控訴人は、本件考案における右の構成は、附随的要件にすぎないから、(イ)号製品がこの要件を欠くとしても、なお、本件考案技術的範囲に属する旨主張するが、前掲当事者間に争いのない本件考案の構成及び成立に争いのない甲第二号証(本件実用新案の公報)の記載に徴すれば、前記「壜に手掛部を設けること」という構成は、本件考案における必須の構成要件であると認めるを相当とし、壜に手掛部を設けたことを構成要件の一とする噴霧器が本件考案の登録出願前公知公用であつたか否かは、いささかも右認定に消長を及ぼしうべきものではない。けだし、本件考案における各構成部分は、控訴人も当審において主張するとおり、統一的に結合され、全体との相関的関係において一個の噴霧器に関する考案を構成するものであり、各部分の一又は全部が公知公用であつたかという事実から、直ちにこれをもつて必須の要件でないもの、換言すれば附随的要件にすぎないものと断ずることは、はなはだしく当を得ないからである。

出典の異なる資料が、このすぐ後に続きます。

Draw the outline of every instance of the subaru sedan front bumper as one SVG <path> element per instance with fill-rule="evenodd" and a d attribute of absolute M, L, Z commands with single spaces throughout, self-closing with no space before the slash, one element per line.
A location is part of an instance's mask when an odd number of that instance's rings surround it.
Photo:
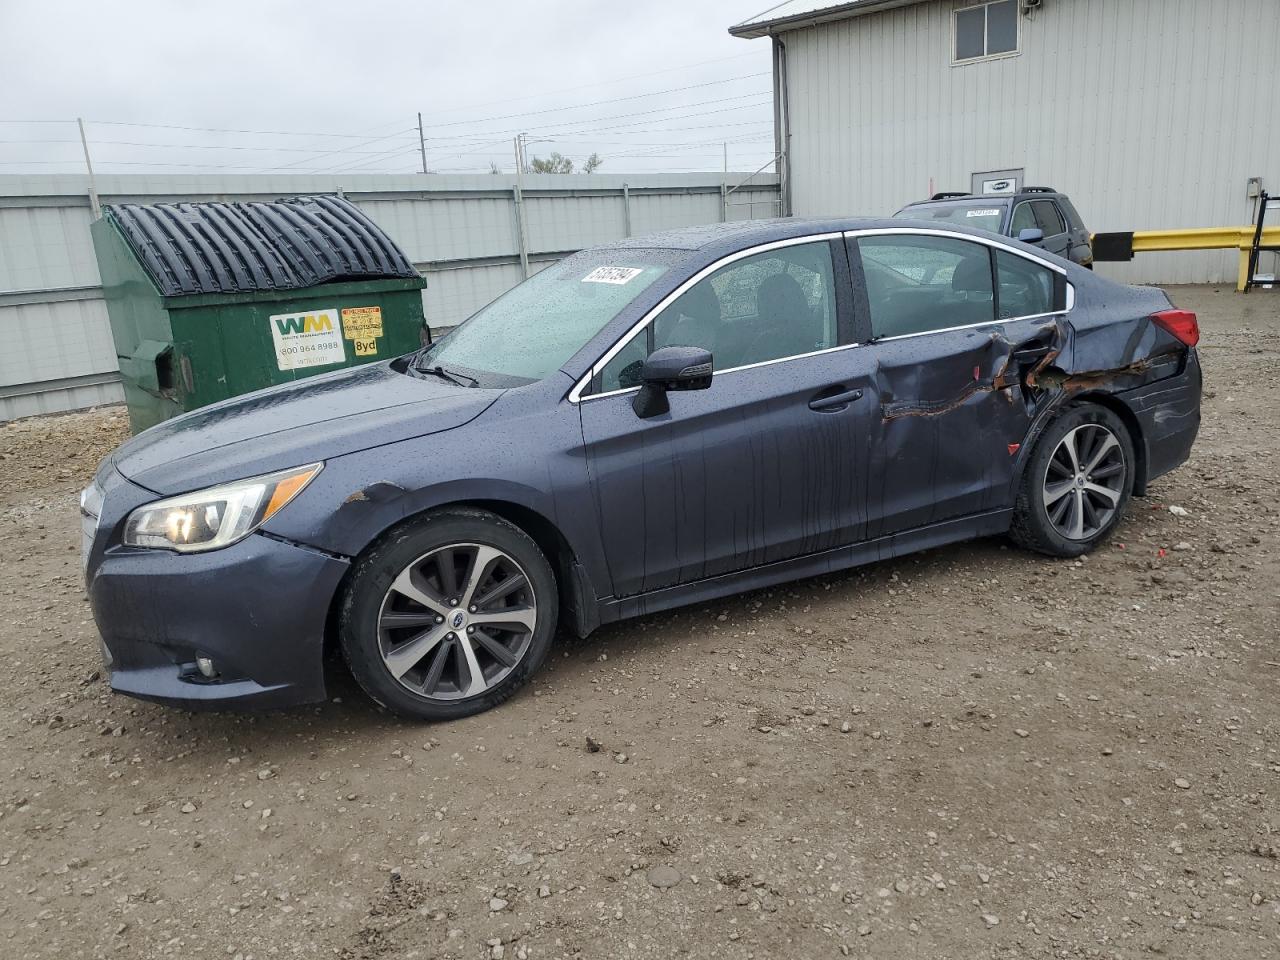
<path fill-rule="evenodd" d="M 112 689 L 192 709 L 324 699 L 325 626 L 348 562 L 260 533 L 207 553 L 113 543 L 154 498 L 116 477 L 86 523 L 85 561 Z"/>

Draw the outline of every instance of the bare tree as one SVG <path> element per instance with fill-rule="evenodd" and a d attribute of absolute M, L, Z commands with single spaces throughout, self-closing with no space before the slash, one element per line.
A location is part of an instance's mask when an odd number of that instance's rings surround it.
<path fill-rule="evenodd" d="M 604 161 L 600 159 L 600 154 L 593 153 L 591 156 L 587 157 L 585 161 L 583 161 L 582 172 L 594 173 L 602 163 L 604 163 Z M 573 173 L 574 172 L 573 161 L 561 153 L 552 153 L 551 156 L 546 157 L 545 159 L 542 157 L 534 157 L 532 160 L 529 161 L 529 172 L 530 173 Z"/>

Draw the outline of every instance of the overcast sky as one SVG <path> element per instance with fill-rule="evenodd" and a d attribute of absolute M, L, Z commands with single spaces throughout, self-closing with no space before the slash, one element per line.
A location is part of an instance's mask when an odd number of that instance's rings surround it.
<path fill-rule="evenodd" d="M 104 173 L 411 173 L 418 111 L 441 173 L 510 172 L 519 131 L 602 173 L 719 170 L 726 141 L 751 171 L 769 42 L 727 28 L 770 5 L 0 0 L 0 173 L 83 172 L 78 116 Z"/>

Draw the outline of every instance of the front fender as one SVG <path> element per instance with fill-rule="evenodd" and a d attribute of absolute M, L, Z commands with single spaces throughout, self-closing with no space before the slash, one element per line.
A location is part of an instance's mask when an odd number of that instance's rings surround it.
<path fill-rule="evenodd" d="M 355 557 L 396 524 L 425 511 L 479 501 L 508 504 L 554 528 L 595 596 L 610 596 L 577 409 L 505 398 L 494 404 L 503 406 L 465 427 L 327 461 L 264 529 Z"/>

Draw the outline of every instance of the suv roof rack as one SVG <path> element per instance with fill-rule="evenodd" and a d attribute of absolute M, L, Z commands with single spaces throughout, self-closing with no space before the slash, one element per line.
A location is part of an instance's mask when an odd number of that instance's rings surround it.
<path fill-rule="evenodd" d="M 1053 187 L 1023 187 L 1023 193 L 1057 193 Z"/>
<path fill-rule="evenodd" d="M 965 193 L 963 190 L 944 190 L 941 193 L 935 193 L 930 200 L 951 200 L 954 197 L 971 197 L 973 194 Z"/>

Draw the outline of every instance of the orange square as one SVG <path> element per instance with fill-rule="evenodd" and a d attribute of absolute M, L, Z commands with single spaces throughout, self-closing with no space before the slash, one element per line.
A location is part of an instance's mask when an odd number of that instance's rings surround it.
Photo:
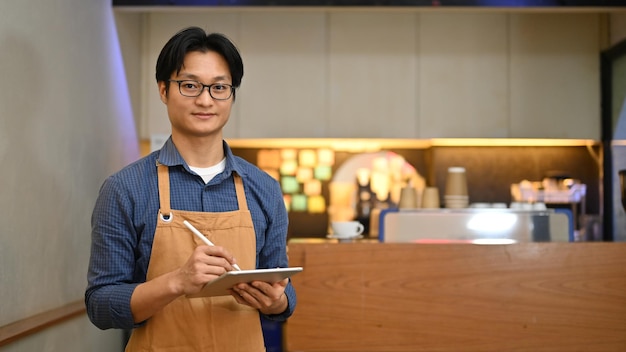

したがつて、前記構成が本件考案の附随的要件であることを前提とする控訴人の主張は、理由がないものといわざるをえない。
また、控訴人は(イ)号製品における手掛部は、その蓋を兼ねた壜体(延長)に設けられたものに他ならない旨主張するが、(イ)号製品において蓋1と表示され壜6の開口部外側に螺着されている部分(原判決添付(イ)号図面及び説明書参照)を壜体の延長として、本件考案にいう壜11(同じく実用新案公報参照)と同視することは、これまた、はなはだしく一般通念に反するものというべく、控訴人の右主張は、もとより採用すべくもない。
叙上のとおりであるから、(イ)号製品が本件考案技術的範囲に属することを前提とする控訴人の本訴請求は、進んで爾余の点について判断するまでもなく、失当というほかはない。したがつて、右と同趣旨に帰する原判決は正当であり、本件控訴は理由がない。
よつて、控訴費用の負担につき民事訴訟法第八十9条を適用して、主文のとおり判決する。